ADR-048: Azure Key Vault for Cross-Layer Deployment Output Storage
Status: Accepted
Date: 2025-10-23
Decision Makers: Infrastructure Team, Architect
Related ADRs:
- ADR-032: Remove Azure Key Vault from MVP (superseded for infrastructure use case)
- ADR-041: 4-Layer Deployment Architecture
- ADR-047: Layer-Specific RBAC Architecture
Context
Problem Statement
Our 4-layer deployment architecture (ADR-041) requires each layer to retrieve outputs from previous layers to wire dependencies. Currently, we query Azure deployment history using az deployment group show, which has several reliability and performance issues:
Current Approach Issues:
- Deployment History Retention Risk
- Azure ARM maintains ~800 deployments per resource group
- Older deployments may be purged after limit reached
- No SLA guarantee on retention period
-
Layer deployments fail if prerequisite deployment history purged
-
Poor Performance
- Layer 4 makes 9 separate
az deployment group showAPI calls - Each call takes 1-2 seconds
- Total prerequisite query time: 10-18 seconds
-
Adds significant overhead to every deployment
-
Fragile Name Pattern Matching
- Relies on patterns like
[?contains(name, 'layer1-foundation')] - Breaks if deployment naming conventions change
-
Requires additional sorting for multiple matches
-
Parallel Deployment Conflicts
- Single resource group = single namespace
- Concurrent deployments can conflict
- Difficult to support feature branch deployments
Example from deploy-layer4-apps.sh (lines 117-179):
# Find Layer 1 deployment (API call 1)
LAYER1_DEPLOYMENT=$(az deployment group list \
--resource-group "$RESOURCE_GROUP" \
--query "[?contains(name, 'layer1')].name | [0]" -o tsv)
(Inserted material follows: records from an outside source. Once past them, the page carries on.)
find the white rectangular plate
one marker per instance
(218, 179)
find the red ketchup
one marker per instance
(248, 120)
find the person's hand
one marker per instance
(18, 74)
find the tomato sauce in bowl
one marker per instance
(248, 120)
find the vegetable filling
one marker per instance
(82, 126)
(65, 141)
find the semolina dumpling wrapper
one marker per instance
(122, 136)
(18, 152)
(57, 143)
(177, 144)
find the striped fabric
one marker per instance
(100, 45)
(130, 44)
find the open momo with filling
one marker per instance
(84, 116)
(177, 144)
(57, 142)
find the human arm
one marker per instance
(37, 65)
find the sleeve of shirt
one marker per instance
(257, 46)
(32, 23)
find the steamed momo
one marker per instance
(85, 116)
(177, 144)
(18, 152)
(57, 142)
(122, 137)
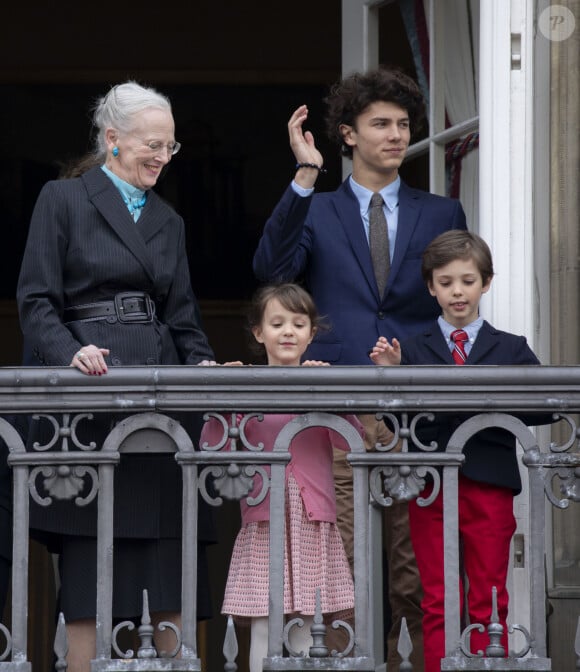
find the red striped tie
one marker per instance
(459, 337)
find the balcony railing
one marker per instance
(145, 399)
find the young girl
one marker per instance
(283, 318)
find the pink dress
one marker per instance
(314, 555)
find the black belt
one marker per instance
(125, 307)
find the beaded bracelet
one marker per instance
(320, 169)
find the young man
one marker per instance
(324, 238)
(458, 269)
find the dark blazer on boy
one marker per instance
(321, 239)
(490, 456)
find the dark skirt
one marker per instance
(154, 564)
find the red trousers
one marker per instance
(486, 526)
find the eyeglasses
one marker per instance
(156, 146)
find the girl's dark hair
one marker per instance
(290, 295)
(457, 244)
(351, 96)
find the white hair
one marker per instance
(117, 108)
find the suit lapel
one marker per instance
(153, 217)
(410, 204)
(107, 200)
(435, 342)
(347, 210)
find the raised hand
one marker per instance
(386, 354)
(302, 144)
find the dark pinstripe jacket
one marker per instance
(83, 246)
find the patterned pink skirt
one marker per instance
(314, 557)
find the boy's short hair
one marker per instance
(453, 245)
(350, 97)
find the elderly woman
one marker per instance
(105, 282)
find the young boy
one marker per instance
(457, 269)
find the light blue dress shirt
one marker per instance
(472, 329)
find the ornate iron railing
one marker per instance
(145, 398)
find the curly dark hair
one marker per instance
(351, 96)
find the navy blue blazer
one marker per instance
(490, 456)
(321, 241)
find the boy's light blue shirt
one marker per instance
(472, 329)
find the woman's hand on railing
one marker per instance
(90, 360)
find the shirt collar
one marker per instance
(390, 194)
(472, 329)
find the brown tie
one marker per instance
(379, 242)
(459, 337)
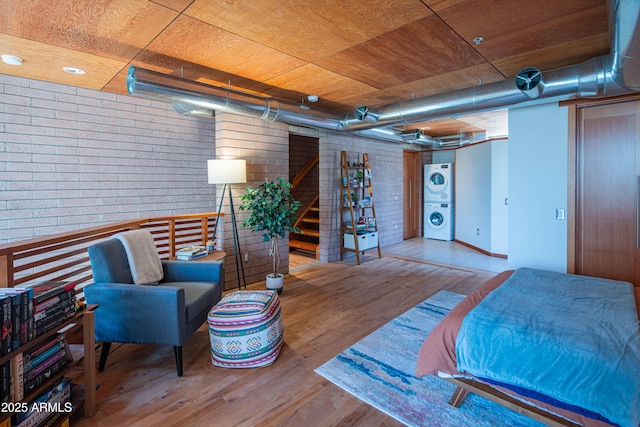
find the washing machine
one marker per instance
(438, 221)
(438, 182)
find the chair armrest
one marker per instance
(193, 271)
(143, 314)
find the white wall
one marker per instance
(537, 186)
(499, 192)
(473, 195)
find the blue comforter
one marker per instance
(573, 338)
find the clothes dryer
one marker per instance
(438, 183)
(438, 221)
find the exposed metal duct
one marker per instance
(183, 92)
(609, 75)
(614, 74)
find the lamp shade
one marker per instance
(232, 171)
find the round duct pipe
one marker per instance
(530, 82)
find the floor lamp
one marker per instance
(229, 172)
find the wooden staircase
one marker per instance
(308, 222)
(308, 239)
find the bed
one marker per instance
(561, 348)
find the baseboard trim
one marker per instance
(475, 248)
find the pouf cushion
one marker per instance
(246, 329)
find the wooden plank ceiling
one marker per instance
(346, 52)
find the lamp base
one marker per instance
(275, 283)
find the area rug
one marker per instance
(380, 368)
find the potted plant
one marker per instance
(272, 211)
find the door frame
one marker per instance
(412, 201)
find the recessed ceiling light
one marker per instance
(73, 70)
(12, 60)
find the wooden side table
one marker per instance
(213, 256)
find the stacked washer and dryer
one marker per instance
(438, 201)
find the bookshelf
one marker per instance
(359, 225)
(82, 396)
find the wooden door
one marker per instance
(608, 195)
(411, 211)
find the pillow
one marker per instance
(144, 261)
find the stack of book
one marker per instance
(16, 317)
(33, 367)
(191, 252)
(53, 303)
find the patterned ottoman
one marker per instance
(246, 329)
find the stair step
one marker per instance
(309, 232)
(307, 246)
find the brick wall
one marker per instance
(71, 158)
(265, 146)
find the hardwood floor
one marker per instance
(326, 308)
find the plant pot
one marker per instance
(275, 283)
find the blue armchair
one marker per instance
(166, 313)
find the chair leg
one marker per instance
(106, 346)
(177, 350)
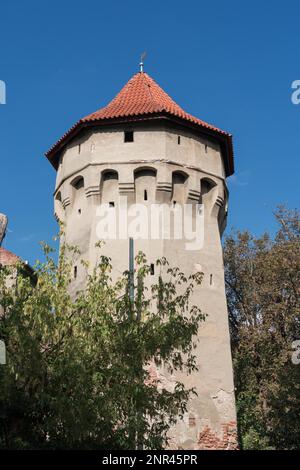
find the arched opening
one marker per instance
(145, 185)
(206, 189)
(78, 194)
(179, 179)
(109, 187)
(78, 182)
# Get each output individually (API calls 2-9)
MANAGED_IDENTITY_ID=$(az deployment group show \
--resource-group "$RESOURCE_GROUP" \
--name "$LAYER1_DEPLOYMENT" \
--query "properties.outputs.managedIdentityId.value" -o tsv)
APP_INSIGHTS_CONN_STRING=$(az deployment group show ...)
AI_ENDPOINT=$(az deployment group show ...)
# ... 6 more similar calls
Why Not Keep Current Approach?
The deployment history approach was acceptable for initial development but has fundamental limitations: - Cannot guarantee long-term reliability (purge risk) - Performance degrades as we add more outputs - Does not scale to parallel development workflows - Industry has moved to explicit endpoint registries
Relationship to ADR-032
ADR-032 removed Key Vault because the application didn't need it for secrets management. This ADR reintroduces Key Vault for a different purpose: infrastructure deployment output storage. This is a standard pattern in cloud infrastructure (see Alternatives Considered).
Key Distinction: - ADR-032 Scope: Application runtime secret management (API keys, passwords) - ADR-048 Scope: Infrastructure deployment coordination (resource IDs, endpoints)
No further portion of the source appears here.